Heed Pesticide Recalls
Scotts Miracle-Gro is recalling several weed and feed products: 1) Garden Weed Preventer + Plant Food, also called Miracle-Gro Shake 'n' Feed All Purpose Plant Food Plus Weed Preventer; 2) Turf Builder Pre/Post 2, also called Scotts Turf Builder Max Plus 2 Weed & Feed And Crabgrass Preventer; and 3) SouthernMax, also called Scotts Bonus S Max Southern Weed & Feed and Fire Ant Killer. The recall also affects an herbicide in a combination fertilizer-weed control product used by its lawn care company, Scotts Lawn Service. The U.S. Environmental Protection Agency has ordered the company to stop selling the products because they contain unregistered products and/or the labels are false or misleading. Consumers can contact the manufacturer at (888) 295-0671 for instructions on safely disposing of these products and to receive a coupon for credit towards a subsequent purchase. Or visit the Scotts Miracle-Gro Web site at: http://www.scottsmiraclegro.com.
Remove Dead Dianthus Flowers
Cheddar pinks (Dianthus gratianopolitanus) and maiden pinks (Dianthus deltoides) are lovely early bloomers that will likely flower again if you deadhead. Prune off the dead flower heads and enjoy these fragrant, heat- and drought-tolerant perennials for their bright blooms and lush foliage all summer.
Pull Back Mulch
Periodically pulling away the mulch will save many a perennial. Give your coral bells, Amsonia, coneflowers, candytuft, daylilies -- every perennial, even liliums -- room to grow. Every three or four weeks after mulching, take a few minutes and gently pull mulch out about 4 to 6 inches from the base of the plants. Moist mulch against stems, leaves, and branches encourages rot. Move it away and listen closely; your plants will thank you.

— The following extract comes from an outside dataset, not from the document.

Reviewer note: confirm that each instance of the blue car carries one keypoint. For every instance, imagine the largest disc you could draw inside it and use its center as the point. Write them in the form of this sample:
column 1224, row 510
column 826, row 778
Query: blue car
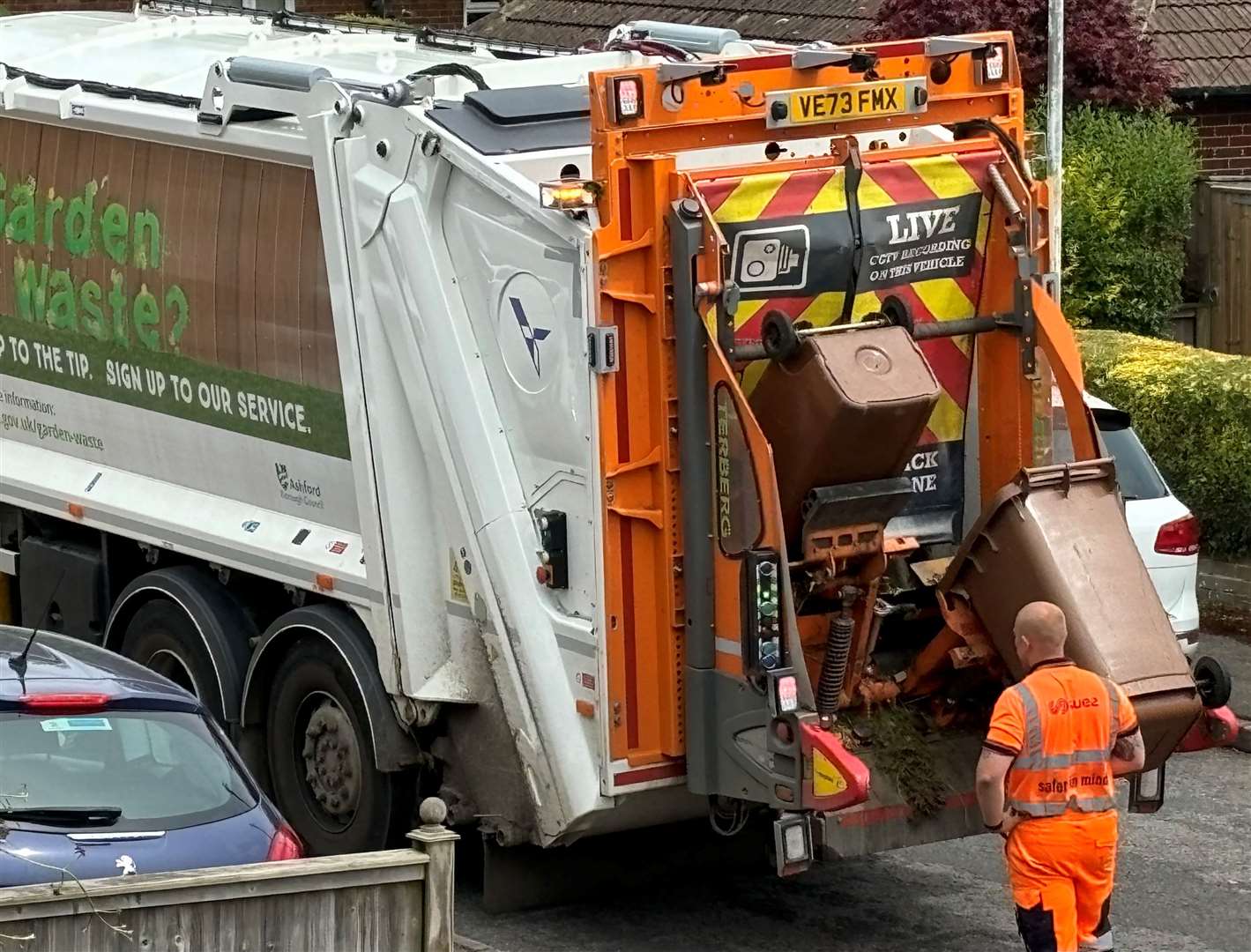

Hydrate Water-Absorbing Crystals in Containers
I usually mix water-absorbing crystals with potting soil for container plantings, especially in hay racks, stone, terra cotta, brick, and styrofoam pots. Also known as hydrogel or water gel, these super absorbent polymers absorb and hold water -- from one hundred to several hundred times their weight, depending on brand. Think of them as reservoirs that fill and empty as the soil dries out. So plump them up on first use by watering the soil mix four to five times more than you normally would. The crystals will expand as you add more water. Throughout the season, water extra generously, though less frequently, to rehydrate those crystals as well as plant roots.
Stake Tall Plants
One day the baptisia, pole beans, peonies, and Asiatic lilies are ankle high. The next time you look, they reach your knees. If you haven't already done so, stake perennials and vegetables before they topple, bend, or get overgrown. Plastic-covered metal plant grids come in several widths; plant stakes in many heights. You can cut bamboo stakes to any height needed, then wrap and run string from stake to stake.